Василиса улыбнулась.
– Ну хорошо… Отец выяснил, что аспиранта Веселова уволили с кафедры и отчислили из аспирантуры. Его даже пытались посадить по 64-й статье… У него и кроме моего дяди оказалось немало врагов… Но ему повезло… Он попал под какую-то амнистию. А потом уехал из Ленинграда в свой родной город, где стал учителем литературы в школе. Что с ним стало потом, после 1991 года, не знаю… Что касается профессора Леонидова, он и по сей день работает с дядей Константином на одной кафедре. Они по-прежнему строят друг другу козни… Теперь есть новые поводы – гранты, публикации в рецензируемых журналах, распределение премий и тому подобное… Думаете, это только дядя написал на него анонимку?.. Сам Леонидов, ныне профессор, а не доцент, ежегодно писал на дядю во все возможные инстанции… то по одному поводу, то по другому… Так уж устроена жизнь… Если не пишут, то доносят, если не доносят, то устраивают заговоры… Всегда находится повод попить друг у друга кровь… или подставить кого-нибудь…
– Серпентарий…
– А у вас чем-то лучше? – Василиса тихо засмеялась. – Не нужно лицемерить, Николай…
Он улыбнулся в ответ.
– Да. Вы правы… Вы, конечно, правы…
– Хорошо, что вы меня понимаете…
– А почему вашего отца все это интересовало? – спросил Николай. – Он собирался что-то писать об этом?
Василиса пожала плечами.
– Даже не знаю. Мы практически не общались в конце девяностых… После того, как Петр погиб в Грозном… Но если честно, у меня были такие мысли. Я слишком часто наталкивалась в его квартире, уже после смерти отца, на разные записи, где он рассуждал о своем отце, о дяде Константине, о себе самом. Что-то он явно планировал. Но не успел.
– Ясно… А больше вы ничего не слышали о Веселове? Жив ли он?
– К сожалению, нет. Не слышала. Но думаю, вы легко узнаете о нем по своим каналам. Он не иголка в стогу сена. К тому же история с ним была очень резонансной. В 1990-е даже кто-то написал статью о нем… Собственно… как раз после этого отцу и переслали эту анонимку, написанную дядей Константином в 1950-е годы… Нужно отдать должное дяде… Он не отрицал своего авторства. Признался, что написал из мести за какого-то своего аспиранта, которого Леонидов не пропустил на защиту.
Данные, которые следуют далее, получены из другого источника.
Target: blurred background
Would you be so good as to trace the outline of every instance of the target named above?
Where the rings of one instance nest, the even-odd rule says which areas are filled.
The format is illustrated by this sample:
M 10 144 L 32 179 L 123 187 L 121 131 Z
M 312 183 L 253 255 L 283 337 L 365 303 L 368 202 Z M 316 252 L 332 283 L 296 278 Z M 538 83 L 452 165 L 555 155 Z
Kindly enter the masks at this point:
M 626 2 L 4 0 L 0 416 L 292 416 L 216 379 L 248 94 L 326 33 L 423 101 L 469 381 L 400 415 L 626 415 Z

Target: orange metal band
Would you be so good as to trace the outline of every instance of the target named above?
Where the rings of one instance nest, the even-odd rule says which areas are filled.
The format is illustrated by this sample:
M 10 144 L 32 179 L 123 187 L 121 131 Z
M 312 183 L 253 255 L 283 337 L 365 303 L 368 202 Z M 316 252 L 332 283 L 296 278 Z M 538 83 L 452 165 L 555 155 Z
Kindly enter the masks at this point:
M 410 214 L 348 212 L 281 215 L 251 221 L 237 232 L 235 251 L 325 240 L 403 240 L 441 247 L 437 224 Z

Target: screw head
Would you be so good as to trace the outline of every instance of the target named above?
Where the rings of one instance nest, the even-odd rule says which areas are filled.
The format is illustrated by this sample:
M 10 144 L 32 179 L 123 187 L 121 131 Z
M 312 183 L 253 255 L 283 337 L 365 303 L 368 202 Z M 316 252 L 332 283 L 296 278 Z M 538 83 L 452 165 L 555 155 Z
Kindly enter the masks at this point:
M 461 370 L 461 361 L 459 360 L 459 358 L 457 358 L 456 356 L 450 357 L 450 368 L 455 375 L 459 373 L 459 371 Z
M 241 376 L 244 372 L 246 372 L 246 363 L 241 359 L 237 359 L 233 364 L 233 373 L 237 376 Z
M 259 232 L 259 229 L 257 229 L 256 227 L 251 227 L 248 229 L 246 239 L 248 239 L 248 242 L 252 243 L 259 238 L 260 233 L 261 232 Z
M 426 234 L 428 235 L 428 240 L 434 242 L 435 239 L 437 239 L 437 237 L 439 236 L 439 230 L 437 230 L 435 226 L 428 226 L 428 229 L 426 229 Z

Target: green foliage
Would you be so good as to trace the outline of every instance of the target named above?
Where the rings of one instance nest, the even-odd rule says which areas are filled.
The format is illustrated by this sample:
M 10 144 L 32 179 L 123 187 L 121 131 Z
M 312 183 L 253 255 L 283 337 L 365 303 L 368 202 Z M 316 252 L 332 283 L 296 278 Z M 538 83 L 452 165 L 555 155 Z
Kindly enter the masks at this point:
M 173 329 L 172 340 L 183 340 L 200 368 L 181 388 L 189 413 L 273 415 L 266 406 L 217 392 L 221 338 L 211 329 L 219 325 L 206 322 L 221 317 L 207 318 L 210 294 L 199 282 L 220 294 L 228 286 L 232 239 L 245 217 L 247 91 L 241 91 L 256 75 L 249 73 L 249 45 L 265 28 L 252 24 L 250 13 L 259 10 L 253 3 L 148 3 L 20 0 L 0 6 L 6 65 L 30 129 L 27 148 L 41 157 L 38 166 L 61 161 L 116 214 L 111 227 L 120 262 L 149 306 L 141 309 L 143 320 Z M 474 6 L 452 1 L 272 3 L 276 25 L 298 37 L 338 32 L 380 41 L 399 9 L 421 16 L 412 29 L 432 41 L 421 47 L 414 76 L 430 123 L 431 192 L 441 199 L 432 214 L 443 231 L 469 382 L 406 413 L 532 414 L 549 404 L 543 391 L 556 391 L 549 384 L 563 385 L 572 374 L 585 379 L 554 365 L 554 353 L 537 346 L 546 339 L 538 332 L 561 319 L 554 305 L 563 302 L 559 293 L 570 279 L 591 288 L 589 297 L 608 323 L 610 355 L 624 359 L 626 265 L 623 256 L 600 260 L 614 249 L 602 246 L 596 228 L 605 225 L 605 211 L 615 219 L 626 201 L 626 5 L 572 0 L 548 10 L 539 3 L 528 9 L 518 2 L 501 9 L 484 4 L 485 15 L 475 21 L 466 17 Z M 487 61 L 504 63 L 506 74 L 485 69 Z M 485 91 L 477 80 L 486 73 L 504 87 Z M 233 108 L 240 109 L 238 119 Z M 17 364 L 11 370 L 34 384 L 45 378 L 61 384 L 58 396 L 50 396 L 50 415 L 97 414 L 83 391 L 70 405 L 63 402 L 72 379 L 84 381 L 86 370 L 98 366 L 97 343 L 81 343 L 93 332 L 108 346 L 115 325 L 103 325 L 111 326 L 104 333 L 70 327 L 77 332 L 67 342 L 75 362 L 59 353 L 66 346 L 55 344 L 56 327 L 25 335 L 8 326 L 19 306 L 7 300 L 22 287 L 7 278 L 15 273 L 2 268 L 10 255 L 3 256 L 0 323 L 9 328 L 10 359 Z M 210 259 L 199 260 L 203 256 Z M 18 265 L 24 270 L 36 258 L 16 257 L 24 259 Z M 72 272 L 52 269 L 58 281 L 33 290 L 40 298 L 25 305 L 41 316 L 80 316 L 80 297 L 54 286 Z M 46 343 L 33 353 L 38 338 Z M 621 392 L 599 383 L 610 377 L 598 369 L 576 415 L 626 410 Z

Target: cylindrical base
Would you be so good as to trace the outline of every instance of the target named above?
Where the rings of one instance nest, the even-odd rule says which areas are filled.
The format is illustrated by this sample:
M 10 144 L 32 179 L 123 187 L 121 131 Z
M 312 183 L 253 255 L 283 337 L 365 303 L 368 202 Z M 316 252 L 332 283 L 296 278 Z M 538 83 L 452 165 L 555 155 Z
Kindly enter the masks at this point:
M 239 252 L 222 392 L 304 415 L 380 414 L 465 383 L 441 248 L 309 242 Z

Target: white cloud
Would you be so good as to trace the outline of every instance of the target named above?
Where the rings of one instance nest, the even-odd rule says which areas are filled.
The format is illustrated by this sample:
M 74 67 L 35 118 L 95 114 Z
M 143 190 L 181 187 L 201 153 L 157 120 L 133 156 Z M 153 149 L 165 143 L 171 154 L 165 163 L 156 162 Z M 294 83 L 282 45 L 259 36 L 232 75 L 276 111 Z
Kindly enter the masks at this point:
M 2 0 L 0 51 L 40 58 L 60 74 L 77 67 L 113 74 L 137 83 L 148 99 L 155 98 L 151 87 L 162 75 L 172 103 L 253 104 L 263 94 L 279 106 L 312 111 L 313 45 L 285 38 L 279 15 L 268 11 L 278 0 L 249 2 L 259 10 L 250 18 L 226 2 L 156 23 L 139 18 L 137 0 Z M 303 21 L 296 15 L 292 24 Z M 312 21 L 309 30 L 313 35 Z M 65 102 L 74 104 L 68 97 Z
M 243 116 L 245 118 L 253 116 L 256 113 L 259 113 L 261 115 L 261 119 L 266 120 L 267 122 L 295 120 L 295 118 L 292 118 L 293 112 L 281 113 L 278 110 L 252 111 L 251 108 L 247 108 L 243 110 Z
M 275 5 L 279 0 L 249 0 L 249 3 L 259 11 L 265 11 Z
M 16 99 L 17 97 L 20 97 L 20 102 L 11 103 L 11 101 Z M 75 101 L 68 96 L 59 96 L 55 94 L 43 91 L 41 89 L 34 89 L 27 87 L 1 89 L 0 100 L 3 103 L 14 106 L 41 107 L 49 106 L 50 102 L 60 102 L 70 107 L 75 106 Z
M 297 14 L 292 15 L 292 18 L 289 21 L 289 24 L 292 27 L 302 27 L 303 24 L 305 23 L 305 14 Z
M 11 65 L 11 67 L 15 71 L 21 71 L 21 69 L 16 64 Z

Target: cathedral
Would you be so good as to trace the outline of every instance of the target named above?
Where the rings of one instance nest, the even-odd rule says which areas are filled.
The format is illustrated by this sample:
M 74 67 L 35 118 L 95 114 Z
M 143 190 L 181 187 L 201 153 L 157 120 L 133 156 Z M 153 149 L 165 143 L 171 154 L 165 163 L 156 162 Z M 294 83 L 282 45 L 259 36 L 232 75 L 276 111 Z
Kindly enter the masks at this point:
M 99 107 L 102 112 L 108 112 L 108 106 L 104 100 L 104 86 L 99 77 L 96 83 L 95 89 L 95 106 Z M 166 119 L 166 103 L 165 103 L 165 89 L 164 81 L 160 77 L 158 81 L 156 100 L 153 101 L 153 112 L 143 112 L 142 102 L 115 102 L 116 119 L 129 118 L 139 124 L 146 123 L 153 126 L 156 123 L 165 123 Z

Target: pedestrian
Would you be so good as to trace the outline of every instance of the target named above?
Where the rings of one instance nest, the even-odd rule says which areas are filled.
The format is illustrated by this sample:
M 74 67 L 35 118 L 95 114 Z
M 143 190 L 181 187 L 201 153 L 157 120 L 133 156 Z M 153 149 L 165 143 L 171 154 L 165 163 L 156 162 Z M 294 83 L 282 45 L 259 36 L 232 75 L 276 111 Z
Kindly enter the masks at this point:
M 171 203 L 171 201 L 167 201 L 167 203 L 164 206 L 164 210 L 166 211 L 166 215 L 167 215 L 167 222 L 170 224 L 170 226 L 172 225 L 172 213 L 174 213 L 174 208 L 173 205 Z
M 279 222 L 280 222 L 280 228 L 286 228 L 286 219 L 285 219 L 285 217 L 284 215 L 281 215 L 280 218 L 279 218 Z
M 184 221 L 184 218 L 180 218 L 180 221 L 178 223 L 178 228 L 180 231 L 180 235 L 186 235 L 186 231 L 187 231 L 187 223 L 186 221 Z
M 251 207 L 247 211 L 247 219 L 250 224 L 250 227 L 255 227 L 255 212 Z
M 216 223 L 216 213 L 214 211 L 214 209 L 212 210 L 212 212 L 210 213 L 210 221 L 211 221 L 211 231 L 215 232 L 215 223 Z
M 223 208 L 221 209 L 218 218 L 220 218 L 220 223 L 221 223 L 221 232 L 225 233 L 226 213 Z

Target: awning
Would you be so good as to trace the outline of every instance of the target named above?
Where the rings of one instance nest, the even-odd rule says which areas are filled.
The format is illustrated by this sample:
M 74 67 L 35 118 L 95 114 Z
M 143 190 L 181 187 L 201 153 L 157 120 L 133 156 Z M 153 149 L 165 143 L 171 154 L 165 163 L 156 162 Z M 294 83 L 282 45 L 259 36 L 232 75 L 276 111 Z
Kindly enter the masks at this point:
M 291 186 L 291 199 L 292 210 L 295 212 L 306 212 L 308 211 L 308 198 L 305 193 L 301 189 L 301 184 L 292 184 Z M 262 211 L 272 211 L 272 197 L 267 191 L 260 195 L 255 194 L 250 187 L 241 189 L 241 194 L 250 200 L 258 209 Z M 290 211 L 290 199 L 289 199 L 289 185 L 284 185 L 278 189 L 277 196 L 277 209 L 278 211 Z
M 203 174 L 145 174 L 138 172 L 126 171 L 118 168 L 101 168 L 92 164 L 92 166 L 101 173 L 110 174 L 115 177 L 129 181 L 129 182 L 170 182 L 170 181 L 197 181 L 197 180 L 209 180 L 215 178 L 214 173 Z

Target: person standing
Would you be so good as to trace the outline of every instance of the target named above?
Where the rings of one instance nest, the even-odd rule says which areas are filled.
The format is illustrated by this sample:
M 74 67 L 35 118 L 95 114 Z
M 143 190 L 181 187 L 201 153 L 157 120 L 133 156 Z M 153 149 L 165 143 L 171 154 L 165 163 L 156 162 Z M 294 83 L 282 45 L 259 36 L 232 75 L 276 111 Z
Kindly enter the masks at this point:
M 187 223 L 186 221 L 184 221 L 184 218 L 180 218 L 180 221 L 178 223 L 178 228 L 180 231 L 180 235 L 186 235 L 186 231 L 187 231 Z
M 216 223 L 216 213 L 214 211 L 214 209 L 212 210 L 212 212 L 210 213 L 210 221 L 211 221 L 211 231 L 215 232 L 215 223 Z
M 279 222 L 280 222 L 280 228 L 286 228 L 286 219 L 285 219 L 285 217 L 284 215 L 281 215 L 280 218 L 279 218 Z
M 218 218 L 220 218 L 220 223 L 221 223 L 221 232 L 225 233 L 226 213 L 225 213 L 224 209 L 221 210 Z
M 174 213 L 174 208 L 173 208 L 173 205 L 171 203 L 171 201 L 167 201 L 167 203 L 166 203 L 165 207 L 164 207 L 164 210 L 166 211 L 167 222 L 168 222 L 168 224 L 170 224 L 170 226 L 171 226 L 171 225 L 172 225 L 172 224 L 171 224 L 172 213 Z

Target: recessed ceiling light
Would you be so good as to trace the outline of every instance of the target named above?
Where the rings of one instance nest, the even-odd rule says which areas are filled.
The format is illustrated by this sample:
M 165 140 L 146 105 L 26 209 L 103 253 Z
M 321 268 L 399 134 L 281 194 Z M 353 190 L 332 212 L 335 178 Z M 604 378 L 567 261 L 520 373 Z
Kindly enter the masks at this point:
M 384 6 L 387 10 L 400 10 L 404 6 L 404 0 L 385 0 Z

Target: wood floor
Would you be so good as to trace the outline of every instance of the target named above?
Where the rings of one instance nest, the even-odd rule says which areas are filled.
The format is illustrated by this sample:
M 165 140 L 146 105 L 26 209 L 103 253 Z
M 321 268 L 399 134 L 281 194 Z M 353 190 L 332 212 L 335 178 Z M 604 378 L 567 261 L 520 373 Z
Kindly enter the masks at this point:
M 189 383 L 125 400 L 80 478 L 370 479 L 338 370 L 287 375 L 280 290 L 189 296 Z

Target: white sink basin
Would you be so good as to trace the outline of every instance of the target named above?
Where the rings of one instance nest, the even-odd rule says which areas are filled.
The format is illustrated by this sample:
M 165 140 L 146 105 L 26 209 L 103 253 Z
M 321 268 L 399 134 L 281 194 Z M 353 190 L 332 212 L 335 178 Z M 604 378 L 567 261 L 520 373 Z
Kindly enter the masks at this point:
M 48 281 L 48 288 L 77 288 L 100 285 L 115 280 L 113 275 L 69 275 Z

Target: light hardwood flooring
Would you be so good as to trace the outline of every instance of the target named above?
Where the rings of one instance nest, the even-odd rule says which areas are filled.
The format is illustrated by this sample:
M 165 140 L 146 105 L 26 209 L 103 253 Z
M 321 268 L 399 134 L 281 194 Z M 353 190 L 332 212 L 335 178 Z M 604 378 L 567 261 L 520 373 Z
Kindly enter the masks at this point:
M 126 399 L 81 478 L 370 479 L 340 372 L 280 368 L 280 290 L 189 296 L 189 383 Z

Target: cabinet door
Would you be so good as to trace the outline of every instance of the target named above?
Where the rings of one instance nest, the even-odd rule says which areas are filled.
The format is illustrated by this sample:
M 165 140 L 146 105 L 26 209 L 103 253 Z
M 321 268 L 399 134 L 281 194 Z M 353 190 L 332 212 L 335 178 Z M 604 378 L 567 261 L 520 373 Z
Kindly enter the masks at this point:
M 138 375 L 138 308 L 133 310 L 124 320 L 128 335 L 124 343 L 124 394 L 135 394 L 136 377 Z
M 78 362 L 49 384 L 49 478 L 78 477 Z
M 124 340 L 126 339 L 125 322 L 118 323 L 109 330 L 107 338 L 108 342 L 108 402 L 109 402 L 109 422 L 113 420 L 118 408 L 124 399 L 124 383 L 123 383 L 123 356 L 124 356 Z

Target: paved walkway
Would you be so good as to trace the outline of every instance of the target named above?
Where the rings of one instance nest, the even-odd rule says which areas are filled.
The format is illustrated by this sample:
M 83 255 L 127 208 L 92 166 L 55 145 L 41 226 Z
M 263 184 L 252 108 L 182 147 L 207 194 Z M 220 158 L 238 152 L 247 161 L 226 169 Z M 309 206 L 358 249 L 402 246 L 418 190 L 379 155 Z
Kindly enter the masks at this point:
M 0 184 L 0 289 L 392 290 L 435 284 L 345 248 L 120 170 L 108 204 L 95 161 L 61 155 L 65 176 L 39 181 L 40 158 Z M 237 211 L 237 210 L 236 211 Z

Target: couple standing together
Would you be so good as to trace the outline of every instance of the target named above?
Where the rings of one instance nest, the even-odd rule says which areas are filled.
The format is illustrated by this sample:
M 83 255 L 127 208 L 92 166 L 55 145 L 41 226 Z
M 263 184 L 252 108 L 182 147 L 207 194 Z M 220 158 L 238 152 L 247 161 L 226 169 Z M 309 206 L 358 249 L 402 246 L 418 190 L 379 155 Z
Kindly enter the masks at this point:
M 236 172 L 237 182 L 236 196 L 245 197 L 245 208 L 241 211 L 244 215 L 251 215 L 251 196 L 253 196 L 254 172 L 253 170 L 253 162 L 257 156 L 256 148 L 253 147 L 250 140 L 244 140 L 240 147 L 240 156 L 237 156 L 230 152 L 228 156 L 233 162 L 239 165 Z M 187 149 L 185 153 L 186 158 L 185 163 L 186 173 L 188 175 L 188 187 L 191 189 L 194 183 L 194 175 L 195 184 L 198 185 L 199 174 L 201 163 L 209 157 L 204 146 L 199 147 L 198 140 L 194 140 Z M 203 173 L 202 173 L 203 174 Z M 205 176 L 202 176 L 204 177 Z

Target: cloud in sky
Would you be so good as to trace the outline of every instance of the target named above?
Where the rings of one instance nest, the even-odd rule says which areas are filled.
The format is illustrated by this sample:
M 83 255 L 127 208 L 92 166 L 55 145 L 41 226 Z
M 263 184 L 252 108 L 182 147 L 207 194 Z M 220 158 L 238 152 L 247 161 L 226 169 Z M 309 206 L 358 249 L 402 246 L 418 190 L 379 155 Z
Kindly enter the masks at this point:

– Я так полагаю, что, помимо Веселова, у вашего дяди были другие жертвы?
– Жертвы… – Василиса удивленно приподняла бровь. – Ну и слово вы подобрали…
– Простите… Как-то сорвалось с губ. Я не подумал.
– Не оправдывайтесь. Это очень точное слово… – сказала она, сосредоточенно посмотрев на Краснова. – Да. Были и другие жертвы. И не только у дяди. Но и у дедушки… И у отца… И у их врагов… И у и друзей… И у множества других людей, о которых мы с вами не знать знаем… У всех есть свои жертвы.
– На что вы намекаете?
– О нет… – прошептала она. – Нет… Я вам дала ключи… Ищите сами. От меня вы ничего не услышите. Если нужно будет что-то пояснить, я готова… Но подсказывать я ничего не собираюсь… По крайней мере на данный момент…
9
Когда Краснов приехал в Петроградский район, было чуть больше пяти часов. Солнце светило ярко. На Тучковом мосту образовалась пробка, и Николай то и дело бросал взгляд на воду. Лучи попадали на подвижное полотно Невы, отражались и напоминали широкую живую светодиодную ленту. Еще более жарким и разъедающим солнце становилось на пересечении набережной и Большого проспекта. Николай щурился и закрывал глаза рукой, когда выходил из машины и шел к дому писателя. Тем не менее когда журналист поднялся по лестнице и зашел в квартиру, он опять погрузился в кромешный мрак, сопровождаемый пронизывающим холодом. Причем тьма и прохлада, как он успел заметить, зарождались еще на лестнице. Свет через окна, выходившие во двор, едва поступал на лестничную клетку. Солнечные лучи сюда почти не проникали.